Un enfant de moins de cinq ans sur deux souffre de malnutrition chronique dans la province du Maniema, selon les données de l’enquête nutritionnelle de 2024, qui établit un taux de prévalence de 52,4 %, soit le double de la moyenne nationale. Face à cette situation, le Programme d’appui au développement rural inclusif et résilient (PADRIR) a lancé, lundi 20 juillet à Kindu, un atelier de formation de formateurs de cinq jours à l’intention des nutritionnistes locaux.
Cette session vise à renforcer les compétences des acteurs de santé sur l’alimentation du nourrisson et du jeune enfant, ainsi que sur la nutrition communautaire, afin de mieux intervenir durant la période des mille premiers jours de vie, déterminante pour le développement physique et cognitif de l’enfant.
David Nzengu, conseiller en genre, ciblage et inclusion sociale au PADRIR, a expliqué la démarche à l’origine de cette formation :
« Cette formation des formateurs a été organisée pour répondre à un défi important. Après l’enquête nutritionnelle réalisée en 2024, nous avons constaté que le taux de malnutrition chronique est très élevé dans notre zone d’intervention. Avant de lancer les activités de nutrition, nous avons jugé nécessaire de renforcer d’abord les capacités des acteurs concernés », a-t-il indiqué.
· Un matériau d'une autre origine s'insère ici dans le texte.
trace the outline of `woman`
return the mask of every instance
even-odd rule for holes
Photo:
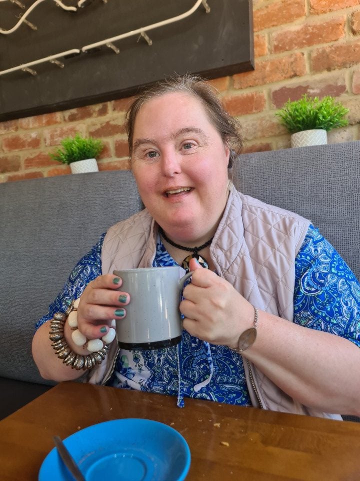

Les participants, des nutritionnistes venus de différentes zones de santé de la province, sont formés aux bonnes pratiques alimentaires, à l’allaitement maternel exclusif jusqu’à six mois, à la diversification alimentaire ainsi qu’à la prévention des carences. Ils apprennent également à détecter précocement les signes de malnutrition et à orienter les familles vers des solutions locales et abordables, à partir des aliments disponibles sur place.
Le gouvernement provincial du Maniema a salué cette initiative, intervenue après plusieurs années sans formation de ce type dans la province. Le ministre provincial de la Santé, le Dr Alexis Kingombe Tchomba, a réagi en ces termes :
« Cela fait plusieurs années que ce type de formation n’a plus été organisé dans notre province. En tant que ministre provincial de la Santé, nous saluons cette initiative. Nous espérons qu’elle contribuera à réduire le taux de malnutrition et à améliorer la santé des enfants », a-t-il déclaré.
À l’issue des cinq jours de formation, les nutritionnistes formés deviendront à leur tour formateurs auprès des prestataires de soins des différentes zones de santé du Maniema, selon une stratégie en cascade destinée à créer un maillage de compétences au plus près des communautés. Chaque agent formé pourra ainsi sensibiliser les mères, assurer le suivi de la croissance des enfants et orienter les cas sévères vers les structures de prise en charge appropriées.
L’initiative du PADRIR s’inscrit dans une approche globale de développement rural inclusif et résilient, visant à autonomiser les communautés du Maniema dans la prise en charge de leur propre santé nutritionnelle, avec des effets attendus à long terme sur la santé, l’éducation et la productivité des générations futures dans la province.